6.  SECOND EXCLUSION PRINCIPLE

A second exclusion principle, which does not involve human action or need, may be stated as follows:

"In flood-pulse ecosystems, the survival of woody vegetation hinges upon their symbiotic relationships with hummocks."

The application of this principle is embodied in the distinctive hummocks which exist in the Florida Everglades (Figs. 7 and 8), the Pantanal of Mato Grosso (Figs. 9 and 10), and the floodplain of the Araguaia River, in Brazil (Figs. 11 and 12), to name a few.

Aerial view of hummocks, Everglades, Florida
Google Earth ®
Fig. 7   Aerial view of hummocks, Everglades, Florida.
(Note that the longitudinal alignment is parallel to the flow direction).

A hummock is an island of woody vegetation within the great expanse of seasonally flooded herbaceous plains. Generally, trees cannot establish themselves from seed in continually wet soil (Eiten, 1975). Therefore, it is surmised that the islands formed, through the Quaternary period, by progressive sedimentation, enabling the colonization of the floodplain by woody vegetation. Moreover, the nitrogen cycle was opened, enabling nutrient accumulation and export, albeit somewhat limited under browsing by wildlife.
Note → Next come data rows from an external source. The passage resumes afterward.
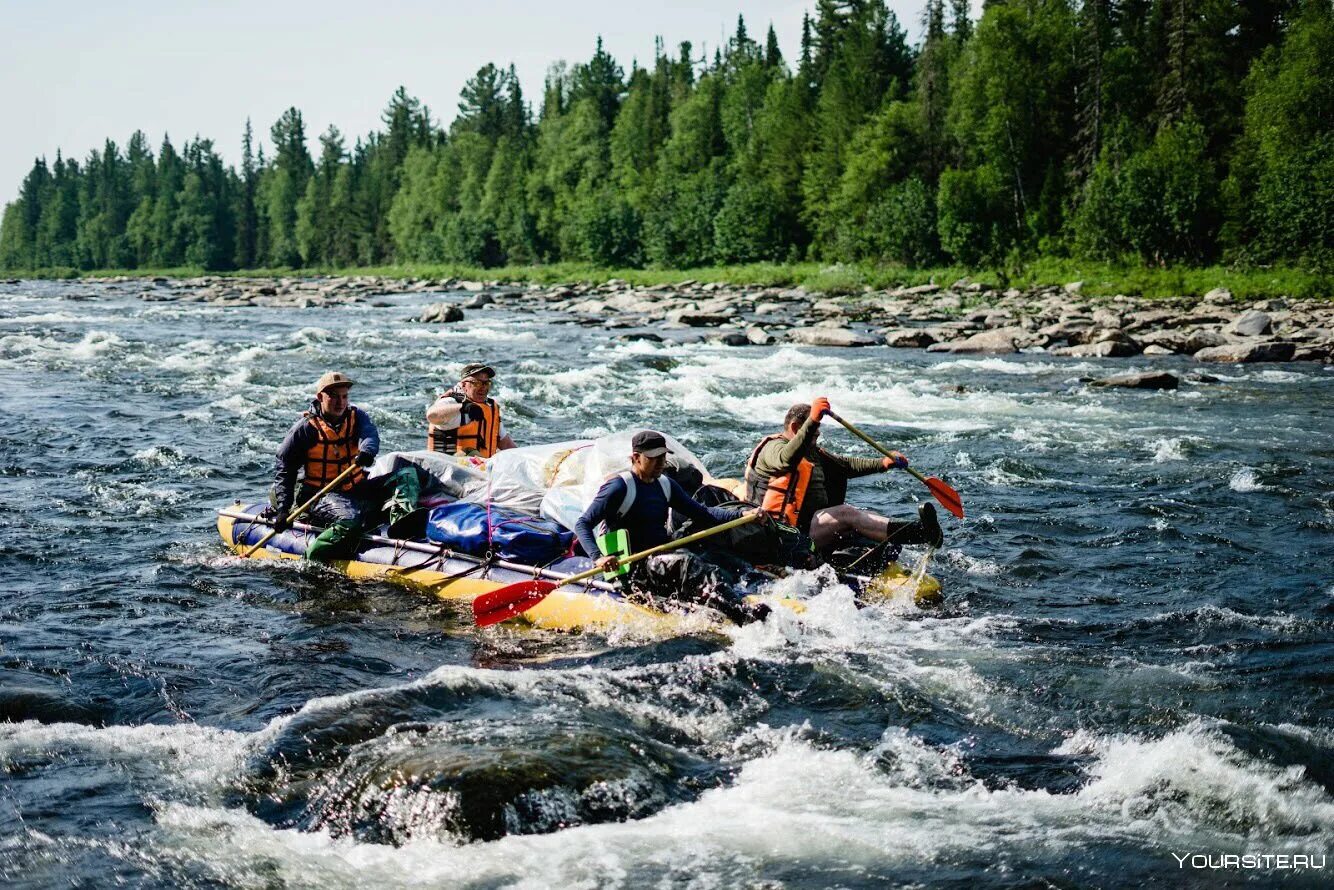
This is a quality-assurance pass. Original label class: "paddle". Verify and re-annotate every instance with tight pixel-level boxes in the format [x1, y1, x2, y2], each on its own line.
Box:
[472, 512, 760, 627]
[828, 411, 963, 519]
[241, 462, 358, 559]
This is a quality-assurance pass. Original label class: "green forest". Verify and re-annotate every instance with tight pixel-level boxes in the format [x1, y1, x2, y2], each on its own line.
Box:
[0, 0, 1334, 278]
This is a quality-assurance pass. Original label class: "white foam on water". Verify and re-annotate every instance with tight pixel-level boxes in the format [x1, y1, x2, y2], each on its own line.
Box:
[1147, 436, 1189, 463]
[287, 327, 339, 346]
[927, 356, 1101, 376]
[151, 726, 1334, 887]
[936, 550, 1005, 578]
[1054, 722, 1334, 846]
[0, 312, 84, 324]
[1227, 467, 1270, 494]
[1147, 603, 1309, 630]
[0, 721, 252, 793]
[1251, 368, 1306, 383]
[396, 324, 539, 343]
[75, 470, 185, 516]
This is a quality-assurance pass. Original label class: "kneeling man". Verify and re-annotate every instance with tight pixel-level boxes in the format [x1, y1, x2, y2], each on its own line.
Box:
[746, 396, 944, 555]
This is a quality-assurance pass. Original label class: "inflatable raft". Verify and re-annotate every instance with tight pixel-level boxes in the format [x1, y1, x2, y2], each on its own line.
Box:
[217, 431, 940, 634]
[217, 502, 940, 635]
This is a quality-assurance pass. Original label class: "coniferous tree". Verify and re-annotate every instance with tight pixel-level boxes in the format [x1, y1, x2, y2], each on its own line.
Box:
[264, 108, 315, 266]
[232, 117, 259, 268]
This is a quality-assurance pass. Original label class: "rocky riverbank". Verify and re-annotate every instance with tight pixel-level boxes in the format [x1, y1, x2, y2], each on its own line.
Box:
[123, 276, 1334, 364]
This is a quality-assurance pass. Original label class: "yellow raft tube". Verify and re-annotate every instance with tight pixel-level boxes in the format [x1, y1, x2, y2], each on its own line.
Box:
[217, 502, 940, 635]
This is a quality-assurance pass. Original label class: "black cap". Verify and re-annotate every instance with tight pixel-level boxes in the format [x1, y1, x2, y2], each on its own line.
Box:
[459, 362, 496, 380]
[630, 430, 671, 458]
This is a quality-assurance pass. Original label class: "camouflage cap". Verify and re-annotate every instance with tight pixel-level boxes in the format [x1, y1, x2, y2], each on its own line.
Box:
[315, 371, 356, 395]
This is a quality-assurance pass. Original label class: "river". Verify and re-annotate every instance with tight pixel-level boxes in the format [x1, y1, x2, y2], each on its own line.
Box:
[0, 282, 1334, 887]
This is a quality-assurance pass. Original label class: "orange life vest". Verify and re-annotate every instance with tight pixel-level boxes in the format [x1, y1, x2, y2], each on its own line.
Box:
[746, 435, 815, 528]
[304, 404, 366, 491]
[426, 392, 500, 458]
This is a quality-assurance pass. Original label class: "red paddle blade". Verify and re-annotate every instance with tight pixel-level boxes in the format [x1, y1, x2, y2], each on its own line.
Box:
[926, 476, 963, 519]
[472, 580, 556, 627]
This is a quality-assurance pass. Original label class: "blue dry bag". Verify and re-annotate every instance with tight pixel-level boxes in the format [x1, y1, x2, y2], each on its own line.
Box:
[426, 500, 574, 566]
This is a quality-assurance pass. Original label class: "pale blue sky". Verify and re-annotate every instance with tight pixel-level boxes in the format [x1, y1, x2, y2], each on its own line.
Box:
[0, 0, 949, 204]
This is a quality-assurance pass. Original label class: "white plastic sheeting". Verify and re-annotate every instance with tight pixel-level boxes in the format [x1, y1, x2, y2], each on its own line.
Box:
[488, 430, 708, 528]
[371, 430, 710, 530]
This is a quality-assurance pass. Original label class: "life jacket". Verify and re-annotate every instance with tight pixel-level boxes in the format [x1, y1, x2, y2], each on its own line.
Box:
[426, 392, 500, 458]
[746, 435, 815, 528]
[598, 470, 671, 547]
[304, 404, 366, 491]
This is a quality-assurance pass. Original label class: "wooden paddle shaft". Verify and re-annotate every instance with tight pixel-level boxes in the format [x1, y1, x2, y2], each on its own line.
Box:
[241, 460, 358, 559]
[217, 510, 616, 591]
[547, 512, 759, 592]
[828, 411, 931, 484]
A hummock near the Tamiami Trail, the Everglades, Florida

Fig. 8   A hummock near Tamiami Trail, Everglades National Park, South Florida.


7.  CONCLUDING REMARKS

Opening the nitrogen cycle is a prerequisite for the sustenance of ecosystems, both natural and artificial, that depend on this nutrient for their survival and/or subsequent export. Two related exclusion principles are formulated: (1) Flood-pulse ecosystems are naturally not conducive to intensive export agriculture, and (2) In flood-pulse ecosystems, the survival of woody vegetation hinges upon their symbiotic relationships with hummocks.

The "camellones" of the Llanos de Mojos are an excellent example of the first principle. The hummocks of the Everglades, the Pantanal of Mato Grosso, and the floodplain of the Araguaia River are clear examples of the second principle. Additional research on the nitrogen cycle, including the all-important denitrification stage, should throw additional light on the workings of nature and their emulation by humans.

Large hummock in the Pantanal of Mato Grosso, Brazil

Fig. 9   Large hummock (capão) in the Pantanal of Mato Grosso, Brazil.

Small hummock in the Pantanal of Mato Grosso, Brazil

Fig. 10   Small hummock (murundu) in the Pantanal of Mato Grosso, Brazil.


REFERENCES

Denevan, W. M. 1966. The aboriginal cultural geography of the Llanos de Mojos of Bolivia, Iberoamericana, 48, University of California Press, Berkeley and Los Angeles.

Eiten, G. 1975. The vegetation of the Serra do Roncador. Biotrop., 7, 112-135.

Junk, W. J., P. B. Bailey, and R. E. Sparks. 1989. The flood-pulse concept in river-floodplain systems. Proceedings of the International Large River Symposium, Canadian Special Publication Fishing and Aquatic Sciences, 106, 110-117.

Smith, A. 1971. Mato Grosso:  Last virgin land. Dutton, New York.

Welch, E. B. 1982. Ecological effects of wastewater, Second Edition, Chapman and Hall, London.



Hummock in the floodplain of the Araguaia River, Brazil

Fig. 11   Hummock in the floodplain of the Araguaia River, Brazil.

Hummock pattern in the floodplain of the Araguaia River, Brazil
Smith
Fig. 12   Aerial perspective of a hummock field in the floodplain
of the Araguaia River, Mato Grosso/Goias, Brazil.